Voice-to-text is everywhere, but making it work seamlessly on Linux—so that your spoken words appear as keystrokes in any app—turns out to be a surprisingly deep rabbit hole. This post documents my journey building a robust, real-time voice-to-text “virtual keyboard” script, the pitfalls I hit, and the lessons learned along the way. If you want to skip the story and grab the final script, jump to the end.
The Goal
I wanted a Python script that would:
- Listen to my microphone.
- Transcribe my speech to text using OpenAI’s Whisper (via
faster-whisper). - “Type” the transcribed text into whatever window is focused, as if I were using the keyboard.
- Optionally, copy the result to the clipboard instead.
Sounds simple, right? Not quite.
The First Steps: Naive Recording
I started with the basics: record audio until I hit Enter, transcribe it, and copy the result to the clipboard. This worked, but it wasn’t “real-time” and didn’t type into the active window. I wanted a hands-free, always-on experience.
Enter the Virtual Keyboard
I explored several ways to create a virtual keyboard on Linux:
uinput: The most “real” way, but requires kernel modules, udev rules, and system Python packages.evdev: More flexible, pip-installable, but still needs kernel/udev setup.pynput: Cross-platform, pip-installable, and types into the focused window—perfect for prototyping.
I settled on pynput for its simplicity and broad compatibility.

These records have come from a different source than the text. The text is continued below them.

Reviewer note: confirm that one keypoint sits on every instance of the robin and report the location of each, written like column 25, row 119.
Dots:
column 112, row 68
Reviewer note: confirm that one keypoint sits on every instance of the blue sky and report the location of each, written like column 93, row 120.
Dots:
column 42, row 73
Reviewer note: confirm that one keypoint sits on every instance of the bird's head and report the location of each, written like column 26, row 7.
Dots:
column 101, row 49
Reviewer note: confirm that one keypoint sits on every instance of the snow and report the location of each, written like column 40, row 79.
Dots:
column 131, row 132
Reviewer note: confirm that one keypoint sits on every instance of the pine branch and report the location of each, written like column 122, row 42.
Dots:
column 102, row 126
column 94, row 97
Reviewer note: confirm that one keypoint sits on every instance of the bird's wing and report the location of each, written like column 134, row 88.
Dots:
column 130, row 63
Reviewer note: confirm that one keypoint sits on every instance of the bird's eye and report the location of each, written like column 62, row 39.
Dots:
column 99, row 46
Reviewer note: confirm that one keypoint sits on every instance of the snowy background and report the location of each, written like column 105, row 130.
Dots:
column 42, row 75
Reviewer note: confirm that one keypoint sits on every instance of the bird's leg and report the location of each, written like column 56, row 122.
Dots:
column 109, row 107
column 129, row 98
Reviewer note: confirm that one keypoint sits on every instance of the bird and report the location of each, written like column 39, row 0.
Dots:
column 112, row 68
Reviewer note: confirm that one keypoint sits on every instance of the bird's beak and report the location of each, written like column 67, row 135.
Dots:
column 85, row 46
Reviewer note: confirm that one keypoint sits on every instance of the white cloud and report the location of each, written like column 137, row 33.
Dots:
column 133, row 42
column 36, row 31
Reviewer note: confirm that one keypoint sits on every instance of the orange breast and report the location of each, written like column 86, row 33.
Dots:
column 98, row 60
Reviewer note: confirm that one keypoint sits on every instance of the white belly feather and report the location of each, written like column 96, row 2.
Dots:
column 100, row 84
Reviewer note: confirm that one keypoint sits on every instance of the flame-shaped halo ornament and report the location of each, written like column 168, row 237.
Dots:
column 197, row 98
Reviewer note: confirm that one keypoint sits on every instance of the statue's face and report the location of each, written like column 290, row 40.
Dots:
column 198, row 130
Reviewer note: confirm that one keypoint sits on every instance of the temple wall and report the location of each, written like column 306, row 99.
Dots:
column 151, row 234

Real-Time Transcription: The VAD Challenge
To avoid transcribing silence or background noise, I integrated voice activity detection (VAD) using webrtcvad. The idea: only buffer and transcribe audio when actual speech is detected, and type out each segment as soon as you finish speaking.
But this introduced new problems:
- Missed beginnings: The first word or syllable was often lost, because VAD only starts buffering after it detects speech.
- Complex state: Managing buffers, ring buffers, and state transitions made the code harder to reason about and debug.
- Reliability: Sometimes, nothing was captured at all, or the script would miss entire segments.
The Hardware Hurdle: Why My Laptop Mic Wasn’t Enough
One of the most surprising challenges wasn’t in the code—it was in the hardware. My laptop’s built-in parabolic mic picked up everything: keyboard clacks, fan noise, even the faintest background hum. This made it nearly impossible for the voice activity detection (VAD) to reliably distinguish between actual speech and ambient noise. The result? Either it would never trigger, or it would constantly “hear” phantom voices.
After a lot of frustration, I realized I needed a mic I could physically control. So I made a quick run to Best Buy and picked up a $25 USB headset with a hardware mute switch. This simple upgrade made a world of difference:
- Physical mute: I could instantly cut the mic when not dictating, ensuring VAD only “heard” me when I wanted it to.
- Directional pickup: The headset’s mic focused on my voice, not the room.
- Plug-and-play: No drivers, no fuss—just worked.
Lesson: Sometimes, the right hardware is the missing piece for seamless software.
Iteration and Debugging
I tried several fixes:
- Adding a pre-speech ring buffer to capture the start of speech.
- Pre-filling the buffer with silence to avoid missing the first utterance.
- Adding debug prints to trace VAD detection and buffer states.
Each change brought new insights, but also new edge cases. Sometimes, the “fix” made things worse!
The Pragmatic Solution
After much experimentation, I realized that simplicity wins:
- For the “clipboard” mode, I reverted to the original, naive approach: record until Enter, then transcribe and copy. It’s reliable and easy to use.
- For the “typing” mode, I kept the VAD and buffer logic, so the script listens in real time and types out each segment as you speak.
This hybrid approach gives the best of both worlds: reliability when you need it, and hands-free typing when you want it.
The End Result
You can download the final script here: Download mic.py
-
Clipboard mode:
python3 mic.py --clipboard(Press Enter to stop recording, then your text is copied.)
-
Typing mode (default):
python3 mic.py(Speak, and your words are typed into the focused window in real time.)
-
Send Enter after each segment:
python3 mic.py --send
Lessons Learned
- Start simple. The naive approach is often the most reliable, especially for “batch” use cases.
- Iterate and debug. Don’t be afraid to add debug prints and try different strategies.
- Hybrid solutions work. Sometimes, the best answer is to combine approaches and let the user choose.
Conclusion
Building a robust voice-to-text tool for Linux is a journey through audio APIs, system permissions, and the quirks of real-time processing. But with the right tools and a willingness to iterate, you can create something that feels like magic.
Try it out, and let me know how it works for you!